Several Republican members of Congress forwarded constituents' letters to the Internal Revenue Service claiming the NAACP had veered into political advocacy, a potential violation of the civil rights group's tax-exempt status, according to documents released by the NAACP.

The IRS began looking into the Baltimore-based National Association for the Advancement of Colored People about a month before the 2004 presidential election after a speech by NAACP Chairman Julian Bond that was largely critical of President Bush's policies.

Political campaigning is prohibited under the NAACP's tax-exempt status. The IRS said its inquiry would focus on whether Bond's speech was too political, and that the investigation is among dozens into the activities of tax-exempt groups during the 2004 election season.

The NAACP received more than 500 pages of documents the IRS has gathered to begin its inquiry and posted them on its Web site. The group had made requests under the Freedom of Information Act.

The documents include letters that members of Congress sent to the IRS on behalf of their constituents. The lawmakers include Sens. Lamar Alexander of Tennessee and Susan M. Collins of Maine, Rep. Jo Ann Davis of Virginia, the late Sen. Strom Thurmond of South Carolina and former Reps. Larry Combest of Texas and Joe Scarborough of Florida. All are Republicans.

Spokespeople for those members of Congress still in office said they simply forwarded the concerns of their constituents, as they would for any constituent, and took no position on the issue.

"When we get letters like this, we pass them along to the appropriate agency without taking a position on them," said Harvey Valentine, a spokesman for Alexander.

"Senator Collins never asked for a probe into the NAACP's tax status," said Jen Burita, Collins' communications director.

The NAACP has called the IRS audit a political smear campaign. Marcus Owens, an attorney for the NAACP, said the letters from Republican politicians raised questions about the motivation of the IRS probe.

"It's clear that the NAACP drew a lot of criticism and complaints from the Republican Party and many of the complaints don't have a lot of substance to them," he said. "The circumstances of the audit came just weeks before the election, and apparently they were triggered from members of the Republican Party at some level."

The chief fundraiser to Maryland Gov. Robert Ehrlich wrote a letter asking for an IRS investigation shortly after the 2000 presidential campaign, the documents showed. Ehrlich was a congressman at the time.
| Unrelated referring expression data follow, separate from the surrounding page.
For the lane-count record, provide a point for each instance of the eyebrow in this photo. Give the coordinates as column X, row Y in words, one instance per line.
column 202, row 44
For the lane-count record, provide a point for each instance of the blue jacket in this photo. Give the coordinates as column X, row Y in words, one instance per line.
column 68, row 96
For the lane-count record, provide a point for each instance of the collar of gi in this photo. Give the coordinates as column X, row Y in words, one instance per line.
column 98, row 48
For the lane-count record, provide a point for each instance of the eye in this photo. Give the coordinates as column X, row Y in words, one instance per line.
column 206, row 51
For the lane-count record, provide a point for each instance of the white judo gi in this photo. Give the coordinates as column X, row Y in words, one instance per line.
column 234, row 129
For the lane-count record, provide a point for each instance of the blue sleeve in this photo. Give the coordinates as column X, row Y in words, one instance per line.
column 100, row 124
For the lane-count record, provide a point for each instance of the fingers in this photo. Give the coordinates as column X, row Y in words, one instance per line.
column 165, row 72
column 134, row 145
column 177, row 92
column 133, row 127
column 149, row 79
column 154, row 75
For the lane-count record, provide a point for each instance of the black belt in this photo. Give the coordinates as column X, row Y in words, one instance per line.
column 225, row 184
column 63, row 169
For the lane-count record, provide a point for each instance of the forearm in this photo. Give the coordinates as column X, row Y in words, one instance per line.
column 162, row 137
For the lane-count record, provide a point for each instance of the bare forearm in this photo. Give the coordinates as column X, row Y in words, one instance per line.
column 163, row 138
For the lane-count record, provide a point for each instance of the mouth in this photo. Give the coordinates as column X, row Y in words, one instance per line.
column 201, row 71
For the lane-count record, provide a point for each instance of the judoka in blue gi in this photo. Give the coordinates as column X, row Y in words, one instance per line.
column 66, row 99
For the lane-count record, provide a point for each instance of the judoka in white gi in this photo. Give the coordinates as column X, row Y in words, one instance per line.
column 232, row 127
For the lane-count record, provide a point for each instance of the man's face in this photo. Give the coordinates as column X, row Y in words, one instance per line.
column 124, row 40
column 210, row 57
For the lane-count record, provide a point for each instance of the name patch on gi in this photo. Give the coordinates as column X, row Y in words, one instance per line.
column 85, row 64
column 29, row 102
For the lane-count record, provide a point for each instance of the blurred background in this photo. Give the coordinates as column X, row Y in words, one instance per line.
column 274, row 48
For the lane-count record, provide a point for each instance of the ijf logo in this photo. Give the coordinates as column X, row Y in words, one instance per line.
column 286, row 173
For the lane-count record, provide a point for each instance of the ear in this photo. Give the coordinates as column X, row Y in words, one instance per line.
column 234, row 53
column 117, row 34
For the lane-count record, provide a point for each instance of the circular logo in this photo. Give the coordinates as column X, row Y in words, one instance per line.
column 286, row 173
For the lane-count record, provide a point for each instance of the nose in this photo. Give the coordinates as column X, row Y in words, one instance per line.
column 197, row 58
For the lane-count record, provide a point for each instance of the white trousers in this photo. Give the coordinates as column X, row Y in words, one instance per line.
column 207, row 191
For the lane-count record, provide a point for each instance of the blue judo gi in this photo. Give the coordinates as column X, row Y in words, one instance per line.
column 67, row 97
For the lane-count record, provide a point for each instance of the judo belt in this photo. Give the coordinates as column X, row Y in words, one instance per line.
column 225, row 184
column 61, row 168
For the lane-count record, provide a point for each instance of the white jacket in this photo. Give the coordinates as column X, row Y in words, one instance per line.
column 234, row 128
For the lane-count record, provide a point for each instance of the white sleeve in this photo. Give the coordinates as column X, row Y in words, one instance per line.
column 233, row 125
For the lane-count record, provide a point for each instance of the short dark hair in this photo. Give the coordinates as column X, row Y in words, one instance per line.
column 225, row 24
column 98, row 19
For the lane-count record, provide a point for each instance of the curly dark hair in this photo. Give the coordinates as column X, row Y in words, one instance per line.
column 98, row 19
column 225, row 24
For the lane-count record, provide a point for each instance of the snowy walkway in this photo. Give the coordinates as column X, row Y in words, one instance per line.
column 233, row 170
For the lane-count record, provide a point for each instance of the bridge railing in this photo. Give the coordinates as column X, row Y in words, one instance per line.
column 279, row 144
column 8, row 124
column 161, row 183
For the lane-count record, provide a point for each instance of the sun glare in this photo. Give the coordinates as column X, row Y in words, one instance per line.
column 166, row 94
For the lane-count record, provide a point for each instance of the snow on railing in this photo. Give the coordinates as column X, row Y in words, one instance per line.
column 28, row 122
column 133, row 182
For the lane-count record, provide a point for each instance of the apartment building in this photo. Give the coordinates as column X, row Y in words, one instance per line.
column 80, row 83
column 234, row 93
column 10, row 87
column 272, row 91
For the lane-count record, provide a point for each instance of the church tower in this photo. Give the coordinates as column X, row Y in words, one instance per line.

Richard Hug said his letter was prompted by a television ad sponsored by the NAACP's National Voter Fund. In it, the daughter of James Byrd, a black man dragged to death by three white men in a pickup truck, faulted then-Texas Gov. George W. Bush for refusing her pleas for a hate-crime law.

"I was acting as a citizen, and I think that everyone else ought to be concerned if they have nonprofit status and they are using political ads," he said Wednesday.

In a report issued in February, the IRS said it found some level of prohibited political activity in nearly three-quarters of the 82 examinations it had completed by that point into the conduct of churches and other tax-exempt groups during the 2004 elections. The IRS said that in most cases the prohibited actions were isolated cases that the agency addressed through letters to the organizations.